None of these monsters ever has a girlfriend, and maybe that’s why they’re so angry. They pop out of the sea with no real goals. They don’t want to eat, and they don’t want to make baby monsters – no, they just want to stomp on Tokyo and send Japanese people screaming in every direction.
The Japanese people never seem to go anywhere. They just run around in circles and wait to get stomped on. It’s all very dramatic, and it’s all very translated, so their screams never quite match the way their lips are moving while they’re running around and getting crushed.
I hear that Hollywood is going to once again remake Godzilla. Wait—I just looked it up on Google, and they already made that movie. Apparently, it was in theaters a few months ago so I guess I missed it. It looks like they put a big new twist into the plot – the monster comes out of the sea and stomps on San Francisco.
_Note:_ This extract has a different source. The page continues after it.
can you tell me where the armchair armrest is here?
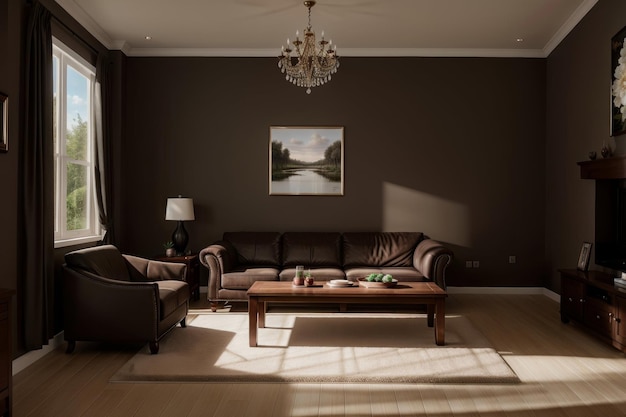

When I was a kid, I had a plastic model of Godzilla. There were two versions: the one with the glow-in-the-dark fins and the one with regular fins. I think I had the regular one and my brother built the other one, and then my mom destroyed them both while she was vacuuming. My mom liked to vacuum, and she did it 24/7, and in many ways she was more destructive than any snarling creature from the sea. There was no speck of dust too small for her to hunt down and obliterate, along with whatever was in her way.
To this day, my brain freaks out whenever I hear a vacuum cleaner. This probably explains why my house has no carpeting.